Persistence of Penicillin G benzathine in pregnant group B streptococcus carriers
Obstet Gynecol 1997 Aug;90(2):240-3.PMID:9241301DOI:10.1016/S0029-7844(97)00247-0.
Objective: To determine if streptococcicidal levels of Penicillin G benzathine can be detected in maternal serum 4 weeks after treatment with 4.8 million units. Methods: Thirty-seven pregnant women with positive group B streptococcus vaginal or urine cultures were each given 4.8 million units of Penicillin G benzathine. Maternal blood samples were collected after injection and at delivery. Serum penicillin levels were measured by high-pressure liquid chromatography. Follow-up cultures were done when possible. Results: None of the patients had serum penicillin levels below 0.20 microgram/mL 30 days after treatment. Cord blood levels were approximately 50% lower than maternal levels. In all but three subjects, cord blood levels exceeded 0.06 microgram/mL, the minimal inhibitory concentration for group B streptococcus. The three exceptions were patients who delivered more than 100 days after treatment. Group B streptococcus cultures were negative at the time of delivery in 72% of cases.

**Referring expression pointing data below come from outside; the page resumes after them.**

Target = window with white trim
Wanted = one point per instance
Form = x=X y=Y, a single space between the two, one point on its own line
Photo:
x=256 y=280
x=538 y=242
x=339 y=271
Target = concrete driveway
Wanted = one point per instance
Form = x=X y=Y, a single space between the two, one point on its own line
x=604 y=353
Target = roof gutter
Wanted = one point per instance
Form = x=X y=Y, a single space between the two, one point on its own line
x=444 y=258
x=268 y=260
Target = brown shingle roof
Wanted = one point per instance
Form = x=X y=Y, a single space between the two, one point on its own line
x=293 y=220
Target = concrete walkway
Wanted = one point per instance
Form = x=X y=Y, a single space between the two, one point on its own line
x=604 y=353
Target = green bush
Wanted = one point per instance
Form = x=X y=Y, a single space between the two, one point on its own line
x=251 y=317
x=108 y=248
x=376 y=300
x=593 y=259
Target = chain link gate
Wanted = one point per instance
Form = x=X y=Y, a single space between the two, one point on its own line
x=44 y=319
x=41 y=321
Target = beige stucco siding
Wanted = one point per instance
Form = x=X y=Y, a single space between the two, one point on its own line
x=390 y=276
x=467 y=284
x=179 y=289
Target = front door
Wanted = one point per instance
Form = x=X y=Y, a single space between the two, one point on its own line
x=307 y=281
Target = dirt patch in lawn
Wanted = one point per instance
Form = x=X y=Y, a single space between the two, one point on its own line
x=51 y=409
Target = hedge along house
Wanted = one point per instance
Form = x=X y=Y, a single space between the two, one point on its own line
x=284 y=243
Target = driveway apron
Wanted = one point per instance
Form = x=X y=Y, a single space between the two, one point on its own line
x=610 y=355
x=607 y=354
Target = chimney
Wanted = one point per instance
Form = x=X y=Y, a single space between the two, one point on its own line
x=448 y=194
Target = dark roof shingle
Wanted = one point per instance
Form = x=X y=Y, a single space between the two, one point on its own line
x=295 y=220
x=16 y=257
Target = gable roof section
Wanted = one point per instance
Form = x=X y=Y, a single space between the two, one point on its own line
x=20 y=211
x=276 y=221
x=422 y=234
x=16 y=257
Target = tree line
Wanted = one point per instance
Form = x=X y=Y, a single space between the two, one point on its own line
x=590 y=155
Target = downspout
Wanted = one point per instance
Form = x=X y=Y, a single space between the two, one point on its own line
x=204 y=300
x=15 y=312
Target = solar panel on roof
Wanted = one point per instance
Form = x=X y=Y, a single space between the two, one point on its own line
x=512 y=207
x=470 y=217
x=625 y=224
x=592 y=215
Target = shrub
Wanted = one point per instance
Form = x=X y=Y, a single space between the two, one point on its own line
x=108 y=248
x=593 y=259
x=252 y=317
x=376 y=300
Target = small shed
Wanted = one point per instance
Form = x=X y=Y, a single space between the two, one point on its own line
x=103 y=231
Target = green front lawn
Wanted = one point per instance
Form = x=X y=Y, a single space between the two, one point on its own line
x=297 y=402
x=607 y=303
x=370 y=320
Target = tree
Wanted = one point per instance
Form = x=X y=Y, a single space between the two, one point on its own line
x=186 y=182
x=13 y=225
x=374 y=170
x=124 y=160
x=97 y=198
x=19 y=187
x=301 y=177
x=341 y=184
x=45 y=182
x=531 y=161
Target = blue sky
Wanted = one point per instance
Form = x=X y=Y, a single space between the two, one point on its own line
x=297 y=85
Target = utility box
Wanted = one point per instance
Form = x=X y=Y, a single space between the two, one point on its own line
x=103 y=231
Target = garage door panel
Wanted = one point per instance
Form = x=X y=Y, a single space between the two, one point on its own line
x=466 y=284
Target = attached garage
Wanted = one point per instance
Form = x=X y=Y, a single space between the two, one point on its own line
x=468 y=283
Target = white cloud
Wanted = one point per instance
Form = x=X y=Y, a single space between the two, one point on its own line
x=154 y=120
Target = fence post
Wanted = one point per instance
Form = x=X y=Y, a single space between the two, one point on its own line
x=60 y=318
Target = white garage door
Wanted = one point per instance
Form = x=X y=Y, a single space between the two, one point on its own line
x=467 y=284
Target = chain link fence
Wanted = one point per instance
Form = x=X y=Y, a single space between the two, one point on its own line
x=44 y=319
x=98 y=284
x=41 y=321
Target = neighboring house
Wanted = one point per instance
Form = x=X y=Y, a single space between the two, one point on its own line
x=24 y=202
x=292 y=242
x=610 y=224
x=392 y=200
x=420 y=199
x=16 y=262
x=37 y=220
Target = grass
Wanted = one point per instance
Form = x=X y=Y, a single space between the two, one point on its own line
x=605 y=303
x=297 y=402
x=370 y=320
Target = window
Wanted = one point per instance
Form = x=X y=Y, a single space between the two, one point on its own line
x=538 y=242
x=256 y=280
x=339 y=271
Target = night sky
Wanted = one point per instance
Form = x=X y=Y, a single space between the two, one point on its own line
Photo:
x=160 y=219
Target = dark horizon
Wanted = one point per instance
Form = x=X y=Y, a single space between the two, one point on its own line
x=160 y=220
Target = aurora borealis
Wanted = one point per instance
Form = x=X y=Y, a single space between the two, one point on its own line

None of the patients with positive cultures were moderately or heavily colonized. Conclusion: In pregnant women, Penicillin G benzathine levels are high enough to inhibit the growth of group B streptococcus for more than 4 weeks after injection with 4.8 million units. Further studies are needed to evaluate whether this regimen can prevent neonatal colonization and invasive group B streptococcus disease.